According to reports, shares of DigiPlus Interactive Corp., the country’s largest online gaming company, fell by as much as 30 percent on Thursday before paring losses. Meanwhile, Bloomberry Resorts Corp., a newcomer to the domestic e-gaming space, dropped by up to 12 percent. The declines followed consecutive losses earlier in the week amid mounting regulatory uncertainty.

The volatility was reportedly triggered by a bill filed by Senator Sherwin Gatchalian that seeks stricter controls on online gaming. The proposed measures include banning the use of e-wallets like GCash and Maya for betting, raising the minimum player age to 21, and imposing a PHP10,000 ($175) minimum deposit requirement to discourage participation from low-income players.

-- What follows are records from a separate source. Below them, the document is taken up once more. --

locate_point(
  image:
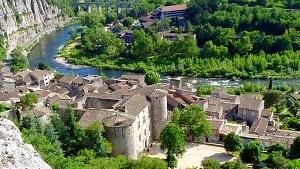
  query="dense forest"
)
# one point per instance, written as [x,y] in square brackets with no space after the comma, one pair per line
[232,41]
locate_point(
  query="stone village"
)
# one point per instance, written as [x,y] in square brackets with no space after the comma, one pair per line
[133,114]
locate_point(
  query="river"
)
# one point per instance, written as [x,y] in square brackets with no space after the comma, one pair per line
[47,48]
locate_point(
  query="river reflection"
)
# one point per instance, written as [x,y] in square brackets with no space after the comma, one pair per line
[48,46]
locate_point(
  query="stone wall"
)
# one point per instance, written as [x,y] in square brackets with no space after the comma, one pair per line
[14,153]
[24,21]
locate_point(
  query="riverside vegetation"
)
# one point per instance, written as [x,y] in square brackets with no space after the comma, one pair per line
[232,41]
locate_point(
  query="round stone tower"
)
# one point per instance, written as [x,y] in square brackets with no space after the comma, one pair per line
[120,133]
[158,111]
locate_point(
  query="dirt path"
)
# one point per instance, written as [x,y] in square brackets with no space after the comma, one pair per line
[194,154]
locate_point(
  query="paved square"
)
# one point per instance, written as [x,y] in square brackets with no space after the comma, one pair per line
[194,154]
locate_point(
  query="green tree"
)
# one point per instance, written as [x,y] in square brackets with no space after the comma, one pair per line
[273,97]
[293,164]
[233,142]
[173,141]
[294,151]
[192,120]
[277,147]
[128,21]
[252,152]
[28,100]
[146,162]
[143,45]
[152,77]
[237,164]
[211,164]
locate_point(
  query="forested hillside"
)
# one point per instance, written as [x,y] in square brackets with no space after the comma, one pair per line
[232,40]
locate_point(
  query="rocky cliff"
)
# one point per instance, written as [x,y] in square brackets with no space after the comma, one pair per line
[25,21]
[14,154]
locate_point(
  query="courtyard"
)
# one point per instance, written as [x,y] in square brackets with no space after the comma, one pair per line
[194,154]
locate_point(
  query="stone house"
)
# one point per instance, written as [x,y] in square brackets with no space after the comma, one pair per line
[23,78]
[77,82]
[250,109]
[66,81]
[41,77]
[172,11]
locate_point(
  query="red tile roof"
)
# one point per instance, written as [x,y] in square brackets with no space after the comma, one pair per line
[174,8]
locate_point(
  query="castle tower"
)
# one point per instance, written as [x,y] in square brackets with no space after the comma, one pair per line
[158,111]
[120,132]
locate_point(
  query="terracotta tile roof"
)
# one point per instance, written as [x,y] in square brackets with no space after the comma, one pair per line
[39,74]
[132,77]
[216,124]
[157,93]
[118,120]
[146,19]
[66,79]
[228,106]
[228,97]
[174,8]
[23,73]
[91,116]
[236,128]
[266,113]
[214,101]
[259,126]
[78,80]
[135,104]
[251,104]
[42,93]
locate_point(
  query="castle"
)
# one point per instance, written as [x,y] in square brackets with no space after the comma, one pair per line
[134,114]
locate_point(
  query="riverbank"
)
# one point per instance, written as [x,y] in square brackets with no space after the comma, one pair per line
[190,67]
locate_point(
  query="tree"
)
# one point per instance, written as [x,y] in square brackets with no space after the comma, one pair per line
[233,142]
[293,164]
[252,152]
[210,164]
[152,77]
[295,147]
[128,21]
[237,164]
[173,141]
[28,100]
[143,45]
[192,120]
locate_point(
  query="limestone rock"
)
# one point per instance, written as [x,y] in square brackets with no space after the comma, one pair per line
[14,154]
[22,20]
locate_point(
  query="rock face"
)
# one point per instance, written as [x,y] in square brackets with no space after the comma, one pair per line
[14,154]
[24,21]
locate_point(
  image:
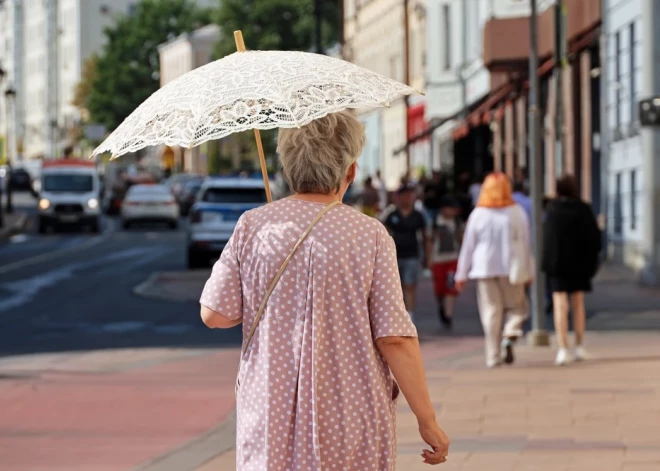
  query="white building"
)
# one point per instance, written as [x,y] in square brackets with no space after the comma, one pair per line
[44,70]
[374,38]
[456,78]
[177,57]
[632,177]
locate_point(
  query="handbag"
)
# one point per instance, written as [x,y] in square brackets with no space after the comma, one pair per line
[276,279]
[519,253]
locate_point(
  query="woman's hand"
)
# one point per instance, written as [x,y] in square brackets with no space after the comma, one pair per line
[437,439]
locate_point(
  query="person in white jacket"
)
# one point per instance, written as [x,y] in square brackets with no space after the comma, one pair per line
[496,253]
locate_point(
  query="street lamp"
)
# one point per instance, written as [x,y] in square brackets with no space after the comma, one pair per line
[10,95]
[3,175]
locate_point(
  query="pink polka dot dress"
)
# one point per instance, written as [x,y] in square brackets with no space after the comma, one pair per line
[315,394]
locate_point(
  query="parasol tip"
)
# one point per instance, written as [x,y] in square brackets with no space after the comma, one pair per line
[238,38]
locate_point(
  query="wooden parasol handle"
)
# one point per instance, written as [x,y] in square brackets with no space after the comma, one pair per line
[240,47]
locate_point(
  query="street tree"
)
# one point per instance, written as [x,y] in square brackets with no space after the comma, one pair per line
[127,71]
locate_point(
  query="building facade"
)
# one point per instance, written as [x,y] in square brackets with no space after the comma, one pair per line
[633,177]
[44,45]
[177,57]
[374,38]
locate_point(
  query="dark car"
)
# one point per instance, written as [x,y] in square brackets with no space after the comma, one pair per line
[20,180]
[188,195]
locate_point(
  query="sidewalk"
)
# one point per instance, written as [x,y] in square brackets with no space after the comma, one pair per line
[601,415]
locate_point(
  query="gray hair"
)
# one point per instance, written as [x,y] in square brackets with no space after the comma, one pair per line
[316,157]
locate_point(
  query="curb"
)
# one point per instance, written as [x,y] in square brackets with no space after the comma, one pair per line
[192,455]
[17,227]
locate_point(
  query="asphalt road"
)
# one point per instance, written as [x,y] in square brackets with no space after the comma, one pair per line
[73,291]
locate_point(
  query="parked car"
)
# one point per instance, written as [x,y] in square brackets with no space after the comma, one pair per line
[188,195]
[149,203]
[176,182]
[214,215]
[69,195]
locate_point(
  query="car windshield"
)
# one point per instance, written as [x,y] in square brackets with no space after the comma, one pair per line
[70,183]
[234,195]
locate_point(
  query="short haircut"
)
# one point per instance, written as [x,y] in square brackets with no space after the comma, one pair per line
[567,187]
[316,157]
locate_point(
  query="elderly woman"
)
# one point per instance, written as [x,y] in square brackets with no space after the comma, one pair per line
[495,245]
[315,388]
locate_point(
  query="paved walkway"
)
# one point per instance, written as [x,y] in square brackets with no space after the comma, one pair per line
[600,415]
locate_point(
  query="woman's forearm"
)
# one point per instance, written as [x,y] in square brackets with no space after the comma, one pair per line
[404,357]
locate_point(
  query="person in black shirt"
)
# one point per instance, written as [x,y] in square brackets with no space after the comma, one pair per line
[406,225]
[434,192]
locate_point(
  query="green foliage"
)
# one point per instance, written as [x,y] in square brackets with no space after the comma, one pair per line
[274,24]
[128,69]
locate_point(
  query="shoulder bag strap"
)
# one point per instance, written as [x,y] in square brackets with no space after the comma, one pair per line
[273,284]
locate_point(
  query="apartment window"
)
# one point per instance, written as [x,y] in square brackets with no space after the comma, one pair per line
[633,199]
[617,76]
[446,32]
[618,216]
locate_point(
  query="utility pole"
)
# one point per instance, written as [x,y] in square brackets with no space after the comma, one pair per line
[651,144]
[318,15]
[538,336]
[12,155]
[464,60]
[561,61]
[604,126]
[406,76]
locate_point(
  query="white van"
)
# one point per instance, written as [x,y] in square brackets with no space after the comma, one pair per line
[69,195]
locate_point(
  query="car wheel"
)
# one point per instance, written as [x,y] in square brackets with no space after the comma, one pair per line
[195,261]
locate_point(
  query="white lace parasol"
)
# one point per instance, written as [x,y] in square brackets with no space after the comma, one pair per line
[250,90]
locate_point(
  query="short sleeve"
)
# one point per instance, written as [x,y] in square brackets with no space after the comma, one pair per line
[387,311]
[222,292]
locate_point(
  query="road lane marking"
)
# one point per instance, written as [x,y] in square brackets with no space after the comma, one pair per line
[50,255]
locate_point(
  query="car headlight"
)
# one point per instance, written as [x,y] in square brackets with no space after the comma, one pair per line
[44,204]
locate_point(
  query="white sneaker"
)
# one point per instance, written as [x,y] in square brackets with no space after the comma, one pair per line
[581,353]
[563,357]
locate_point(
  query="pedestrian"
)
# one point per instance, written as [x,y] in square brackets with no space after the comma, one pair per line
[369,198]
[444,258]
[379,184]
[496,252]
[474,190]
[323,334]
[571,248]
[407,226]
[434,192]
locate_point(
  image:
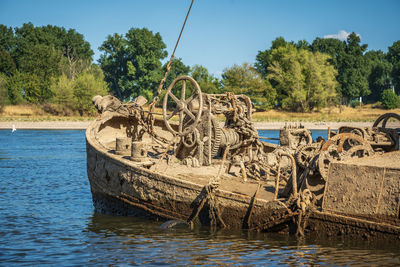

Local media reports indicate that Senator Gatchalian has linked the growing accessibility of online gambling—facilitated by e-wallet platforms—to a surge in addiction, financial hardship, and related criminal activity, which he argues has had a detrimental impact on many Filipino families.
The proposal also comes amid strong criticism from the Catholic Church. Cardinal Pablo Virgilio David condemned the government’s support of online gambling, warning that the proliferation of e-games has turned smartphones into “portable casinos,” placing Filipino youth at risk.
Despite the growing backlash, Gatchalian clarified that a total ban is not being considered, in order to avoid pushing the industry underground. Nonetheless, fears of a broader crackdown have unnerved investors.

The controversy comes during a period of rapid growth in the sector. In the first quarter of 2025, the Philippine Amusement and Gaming Corp. (PAGCOR) reported that e-games contributed PHP51.39 billion ($901.6 million)—nearly half of the industry’s PHP104.12 billion ($1.83 billion) gross gaming revenue—surpassing traditional casino operations for the first time.
PAGCOR Chairman Alejandro H. Tengco acknowledged the sector’s rising influence and emphasized the need to balance innovation with consumer protection and sustainability.
Still, with 64 accredited system operators and 12 online platforms active as of mid-June, the industry’s rapid digital expansion continues to outpace regulation—leaving lawmakers, religious leaders, and investors grappling with its social and economic implications.